In the same project, the Docker image I built on my MacBook Pro (13-inch, M1, 2020) is 1.56GB, while the image built on GitHub Actions is 11.7GB. Why is there such a difference, even though I used the same Dockerfile?
My code is very simple, it just includes many additional Python third-party packages. Please tell me what I should do.
dockerfile:
FROM python:3.11-slim AS builder
WORKDIR /app
RUN pip install poetry
COPY pyproject.toml poetry.lock /app/
RUN poetry config virtualenvs.create false
&& poetry install --no-dev --no-interaction --no-ansi COPY . /app
CMD ["python3", "main.py" ]
workflows:
steps:
- name: Checkout
uses: actions/checkout@v4
- name: Log in to GitHub Container Registry
run: echo "${{ secrets.MY_TOKEN }}" | docker login ghcr.io -u ${{ github.actor }} --password-stdin
- name: Build Docker image
run: docker build -t ghcr.io/${{ github.repository_owner }}/${{ github.repository }}/${{env.IMAGE_NAME}}:latest .
- name: show image size
run: docker images
- name: Push Docker image to GHCR
run: docker push ghcr.io/${{ github.repository_owner }}/${{ github.repository }}/${{env.IMAGE_NAME}}:latest
Local Build
GitHub Actions Build
I want the Docker image built on GitHub Actions to be the same size as the image built locally.
3
Answers
I wrote a Python tool and discovered the issue: the Python third-party package "sentence-transformers" automatically downloads NVIDIA-related packages in Docker. This causes the Docker image to be quite large. So if you're encountering a similar problem, please check the Python third-party packages you've installed to see if they are automatically downloading something you're not aware of.

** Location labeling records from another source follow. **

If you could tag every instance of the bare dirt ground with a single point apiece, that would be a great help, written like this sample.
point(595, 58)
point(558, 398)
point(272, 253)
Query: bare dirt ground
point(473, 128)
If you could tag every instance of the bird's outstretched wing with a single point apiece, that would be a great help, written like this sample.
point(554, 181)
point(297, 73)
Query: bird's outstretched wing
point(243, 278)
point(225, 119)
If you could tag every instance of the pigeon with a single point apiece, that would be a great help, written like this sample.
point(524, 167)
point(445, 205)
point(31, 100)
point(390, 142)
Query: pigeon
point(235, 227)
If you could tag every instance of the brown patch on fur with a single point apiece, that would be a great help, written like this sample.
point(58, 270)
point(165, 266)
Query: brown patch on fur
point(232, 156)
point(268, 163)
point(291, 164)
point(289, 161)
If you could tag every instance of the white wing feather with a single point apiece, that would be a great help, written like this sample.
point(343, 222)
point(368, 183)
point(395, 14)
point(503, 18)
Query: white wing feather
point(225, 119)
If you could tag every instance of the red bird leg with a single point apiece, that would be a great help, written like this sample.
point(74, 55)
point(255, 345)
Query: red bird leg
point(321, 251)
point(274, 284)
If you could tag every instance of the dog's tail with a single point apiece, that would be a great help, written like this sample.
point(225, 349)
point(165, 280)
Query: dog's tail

I cannot answer this directly, but I do know a very useful tool to figure this out.
https://github.com/wagoodman/dive
Dive allows you to inspect each layer of your docker image. That should allow you to tell where the difference between the two is coming from, and by that hopefully how to avoid it.
If I had to guess, it’s probably this command here:
COPY . /app
It is because different underlying architecture and caching, most likely. I would use try building the image for the same architecture in GitHub Actions using the
--platform
option:*This is just an example
Also, try using multi stage builds.